Filtering alternative using null0

Alexander Simbun · ‎01-30-2019

Hello experts !

Just out of my curiosity ... I have an access list which filters unwanted traffic from internal network except the allowable range as shown below:

!

ip access-list standard IntraIPs
permit 10.10.1.0 0.0.255.255
deny any log

!

and activated it at an interface facing to local network.

!

interface GigabitEthernet0/1.1
description Office
encapsulation dot1Q 1 native
ip address 10.10.1.254 255.255.255.0
ip access-group IntraIPs in
ip flow ingress
ip flow egress
no cdp enable
end

!

My question is ... Possible to use ip route filtering to null0 interface as an alternative ? Or is there any way to utilize null0 interface to filter unwanted traffic from local network?

Thanks for your reply.

Georg Pauwen · ‎01-31-2019

Hello,

very good question. I guess both access lists and null routes work. I did some testing to find out what uses more CPU processes, but it seems to be about the same.

In order to achieve the same result as the access list, you would probably need PBR, because otherwise, the null route would simply block traffic originating from anywhere in your network.
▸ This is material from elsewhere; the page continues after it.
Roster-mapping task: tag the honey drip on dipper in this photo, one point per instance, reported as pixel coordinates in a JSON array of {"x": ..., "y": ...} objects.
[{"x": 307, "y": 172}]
Here is an example where PBR would block access from 10.10.1.0/24 to 192.168.1.0/24, but allow anything else:

access-list 101 permit ip 10.10.1.0 0.0.0.255 192.168.1.0 0.0.0.255

!

route-map DENY_192_168_1_0 permit 10

match ip address 101

set interface null 0

!

route-map DENY_192_168_1_0 permit 20

Alexander Simbun · ‎01-31-2019

Hello Goerg,
Thank you for your reply. If I want to allow only specific network have an access while denying the rest of the traffic originated from that network. How should I do it ? Thank you.